AI coding tools have moved fast enough that designers, product folks, and solo founders are now building services directly. The gap between outcomes — using the same tool — comes from how the human operates it. Five operating rules we've settled on, from running our own work and from advising others.
1. Plan around user flow, not features
Hand the AI a feature at a time and it does well within that feature only. Hand it the connective tissue — where the user enters, which screens they cross, what state they leave in — and it starts treating the flow as one design unit.
"Build the signup page" pulls less out of the model than "build the path from landing to signup to first use." Direct it by motion, not by screens, and it sees a service for the first time.
2. Lock the scale before you start
Without an explicit ceiling, AI tends to assume a much larger system than you need. 10,000 concurrent users, multi-region, sophisticated caching layers — baseline-by-default. Infrastructure cost gets unrealistic and code complexity inflates along with it. If you're not an engineer, you can't price the gap in advance.
So state the scale, in stages. "MVP at 50 concurrent users, 500 within six months" gives the AI a real constraint, and it picks the simplest structure that fits.
3. Hand over the brand guide upfront
The most common trap in AI design is collapsing into defaults. Purple gradients, rounded cards, modern-but-anonymous interfaces — without guidance, the model converges there.
Pass the brand guide (color, type, voice, base components) in the first turn and the AI works inside those constraints. If you don't have one yet, write at least notes covering the seven areas we list in why a brand guide is non-negotiable before you start.

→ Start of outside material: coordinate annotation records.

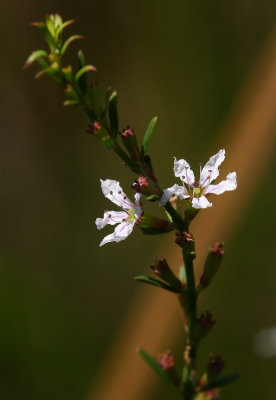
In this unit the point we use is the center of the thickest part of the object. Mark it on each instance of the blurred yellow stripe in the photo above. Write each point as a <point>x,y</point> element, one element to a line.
<point>152,318</point>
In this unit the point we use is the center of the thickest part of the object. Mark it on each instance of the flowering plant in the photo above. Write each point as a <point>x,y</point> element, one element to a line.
<point>190,382</point>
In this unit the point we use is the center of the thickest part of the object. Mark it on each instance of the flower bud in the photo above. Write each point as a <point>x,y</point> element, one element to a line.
<point>203,326</point>
<point>144,186</point>
<point>215,366</point>
<point>166,360</point>
<point>186,241</point>
<point>130,142</point>
<point>211,265</point>
<point>162,269</point>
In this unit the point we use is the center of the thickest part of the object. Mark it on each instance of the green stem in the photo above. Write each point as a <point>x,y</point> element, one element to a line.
<point>188,386</point>
<point>175,217</point>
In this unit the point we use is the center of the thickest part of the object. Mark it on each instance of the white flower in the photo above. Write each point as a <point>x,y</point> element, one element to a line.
<point>197,192</point>
<point>126,218</point>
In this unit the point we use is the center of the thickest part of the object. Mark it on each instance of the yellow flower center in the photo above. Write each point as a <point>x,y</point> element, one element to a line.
<point>131,215</point>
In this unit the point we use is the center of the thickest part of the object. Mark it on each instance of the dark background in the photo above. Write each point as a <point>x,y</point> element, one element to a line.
<point>62,297</point>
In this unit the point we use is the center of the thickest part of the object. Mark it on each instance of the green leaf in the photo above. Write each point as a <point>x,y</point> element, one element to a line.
<point>71,102</point>
<point>155,282</point>
<point>35,56</point>
<point>84,70</point>
<point>155,366</point>
<point>62,26</point>
<point>48,71</point>
<point>182,274</point>
<point>224,380</point>
<point>113,114</point>
<point>69,41</point>
<point>147,137</point>
<point>94,97</point>
<point>106,102</point>
<point>153,197</point>
<point>82,79</point>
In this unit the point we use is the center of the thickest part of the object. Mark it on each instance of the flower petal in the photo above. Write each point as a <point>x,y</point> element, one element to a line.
<point>183,171</point>
<point>137,208</point>
<point>120,233</point>
<point>179,191</point>
<point>113,191</point>
<point>201,202</point>
<point>111,218</point>
<point>229,184</point>
<point>210,170</point>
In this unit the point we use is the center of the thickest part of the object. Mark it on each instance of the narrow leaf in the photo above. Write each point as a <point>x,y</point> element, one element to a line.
<point>69,41</point>
<point>147,137</point>
<point>182,274</point>
<point>224,380</point>
<point>48,71</point>
<point>83,70</point>
<point>34,56</point>
<point>82,79</point>
<point>113,114</point>
<point>153,197</point>
<point>155,282</point>
<point>71,102</point>
<point>155,366</point>
<point>94,97</point>
<point>64,25</point>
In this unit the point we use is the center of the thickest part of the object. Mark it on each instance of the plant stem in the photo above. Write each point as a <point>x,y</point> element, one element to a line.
<point>190,356</point>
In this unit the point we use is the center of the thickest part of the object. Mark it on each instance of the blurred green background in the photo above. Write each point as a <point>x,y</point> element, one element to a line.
<point>62,297</point>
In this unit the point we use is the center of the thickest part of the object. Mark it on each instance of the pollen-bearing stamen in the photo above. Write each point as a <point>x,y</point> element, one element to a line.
<point>197,192</point>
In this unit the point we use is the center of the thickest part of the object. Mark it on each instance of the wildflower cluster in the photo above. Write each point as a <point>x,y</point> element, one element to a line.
<point>194,194</point>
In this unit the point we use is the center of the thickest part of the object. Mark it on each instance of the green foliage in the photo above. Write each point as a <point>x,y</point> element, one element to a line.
<point>224,380</point>
<point>156,282</point>
<point>147,137</point>
<point>156,367</point>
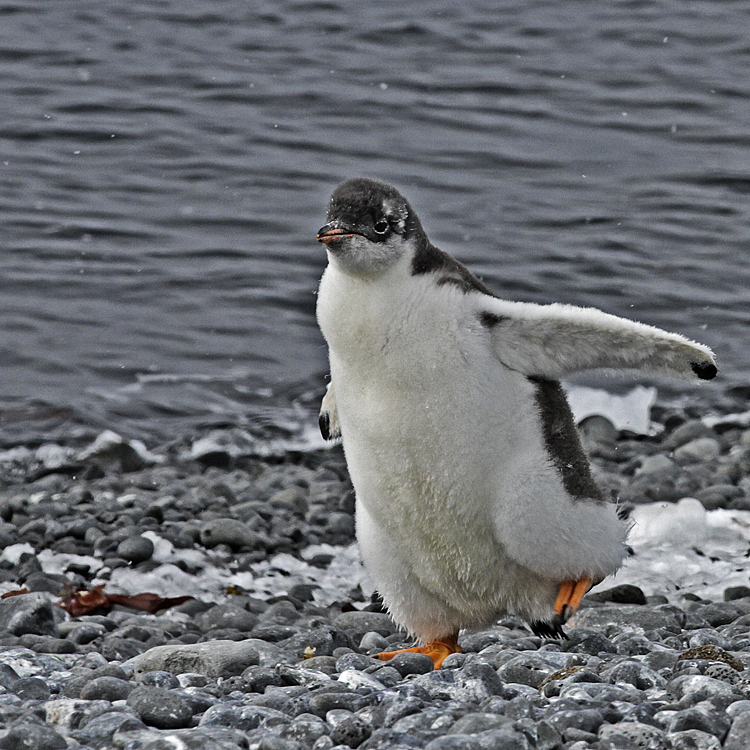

4. Question every unfamiliar term, on the spot
The AI rarely surfaces every assumption it's carrying. "We'll authenticate with JWT," "we'll cache in Redis," "we'll settle through Stripe Connect" — accept any of those without understanding, and you'll find the bad fit only after code has piled on top of it. Undoing it then costs tens of times what asking the first question would have.
The rule is plain. Stop on every term you don't understand, and keep asking until the answer is clear. The AI doesn't penalize you for it. Demanding clarity tends to lift the quality of what follows.
5. Finish a draft first, refine after
Trying to write a complete spec before any code keeps stretching. Pick three to five core features, ship a working prototype, then iterate from there. A one-page prototype that runs beats a hundred pages of spec.
Two reasons. First, you find what was missing only by clicking through it — what you imagine and what you encounter on screen always diverge. Second, the AI reasons better on top of a running artifact than on a text spec. With a draft, refinement is fast and precise; without one, the team can't even agree on what to refine.
Closing
Solo development with AI isn't a tooling problem; it's an operating problem. All five rules above address the same gap — not "the AI fails," but "the human under-directs." Apply them and the variance in output, with the same tool, drops immediately.